Итак, на спуске с гишпанских небес на круги родимых болтанок меня тут же заколошматило. И как всегда, из теснин телефонной шелупони непредсказуемо, как записка, обронённая и прижатая ветром к тем самым предназначенным дверям от знакомых чьих-то знакомых выкатилось название. Хитрован и бабцы рыли-рыли и что-то нарыли. Кто-то слышал, её перевели во… «взоры ветра»? «ветренные зори», «взоры»?

«Ветряные… – не мельницы! – узоры»?.. какой-то ветрозор-ветровзор, как в шекспировых комедиях.

Она-то, читая и смеясь, думала увязать, додумывая дни свои, в смыслы. Ан нет! вышла орбита иная – на выселки, в иное место. И мне предстоит зайти в «Зори Ветра», узреть его сыпучие начертания, взоры-узоры не в песчаной пустыне, где они сметены вмиг7, а в срединном месте, кишащем скоплениями безмолвий, навеянных и развеянных обетов, обещаний, миражей, в убежище-приёмнике для отчаливающих, в Хайфе.

А скажите-ка, есть там… здесь… любопытствующие к Узорам?


Оказалось – старинное благотворительное заведение. После мировых мешанин прошлого века его попечителями стали израильтяне. Где? На спуске к морю, солидно-европейском, самом респектабельном.
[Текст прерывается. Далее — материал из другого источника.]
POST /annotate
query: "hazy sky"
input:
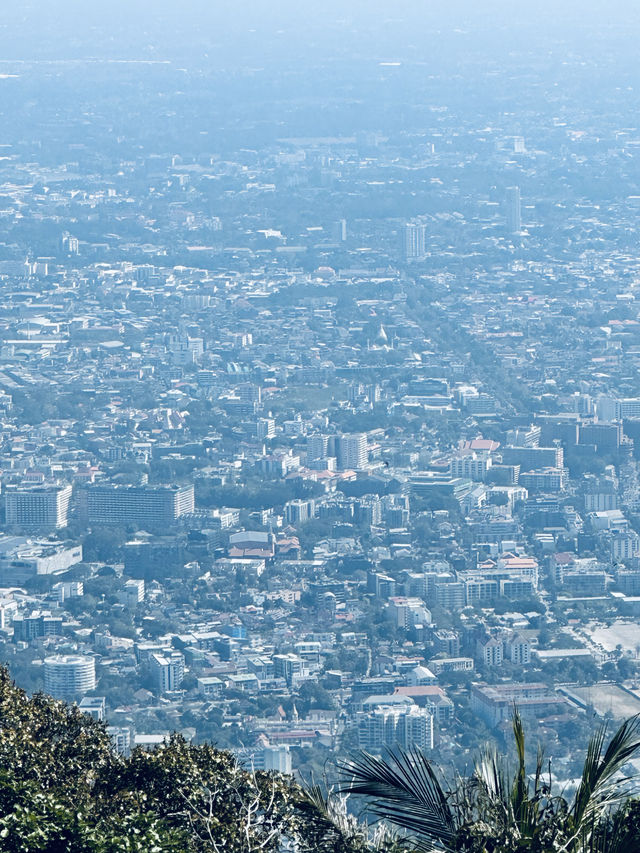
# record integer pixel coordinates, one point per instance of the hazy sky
(166, 28)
В компактных вместилищах больничного типа тумбочка и кровать, в положенный час в общем пространстве общая кормёжка, но! – просторный холл и Главный Зал Ожидания с огромным TV-экраном, где на попечении наёмной обслуги постояльцы завершают своё житьё-бытьё.

ПО ДОРОГЕ К ОСАМ


В Узорах ветра

Жара наваливается нещадно, забирает дыхание против всех правил времён года. Вот и подножье спуска с высот, где неистовствовал пророк Илия. Роскошные ступени в орнаменте стриженых газонов, стриженых кустов, стриженых деревьев и храм чьей-то веры с золочёным куполом. Допуск ввысь к расчерченным красотам за высокой решёткой можно купить, пройдя проверку – не полиции, но вооружённой охраны, ВОХРа той веры; у них своя форма.

Я же – вниз по бесплатной улице начинаю схождение к морю, где стык, где сходни, где встречают и происходит касание, где сходят на берег и где отчаливают.


Красивые давнишние фасады. Через пустейший холл с узорным полом и кожаными креслами вхожу в бескрайний зал. Дворцовые стёкла гигантских окон глядят в простор двора – запущен, щедр и пуст в кайме цветущих зарослей.

На белизну стен времён, когда Британия была империей, навешаны бумажные и тряпичные поделки. Командные голоса и перебежки персонала туда-сюда. Экран ТВ ярко и энергично, как брандспойт, исторгает что-то беспрекословно убедительное. Звук отключён.

На силуэтах, осевших в инвалидных креслах, осела немота. Движется и окликает друг друга издалека только обслуга, все деловые, заняты, спешат и всегда мимо – евреи, арабы, «русские» последней волны, рванувшие от разора и разбоя своей империи.

Ищу. Не вижу. Спрашиваю пробегающих. Указывают: там, в коляске, спиной ко входу. Не приближаюсь, боюсь.

Обхожу по стеночке. Самуэла?.. Ой, кажется, она. Ой, а что сейчас скажу? Как начну? Ах да, я же так и не спросила тогда насчёт Каирского музея, была она там с какой-нибудь делегацией? – все-таки египтологиня, а СССР всегда дружит с Египтом. Переминаюсь у стены, всматриваясь и раздумывая: хотя уже столько лет израильтянка, но что она думает насчет Эхнатона? – всё-таки первый монотеист, предтеча Моше, за что и растёрт в пыль, и самый знак его, имя стёрто с тройных саркофагов в царских регалиях, один в другом, священных матрёшек Египта… и со всех глыб святилищ, тайных и явных. Ни крупинки от него, фараона, не осталось.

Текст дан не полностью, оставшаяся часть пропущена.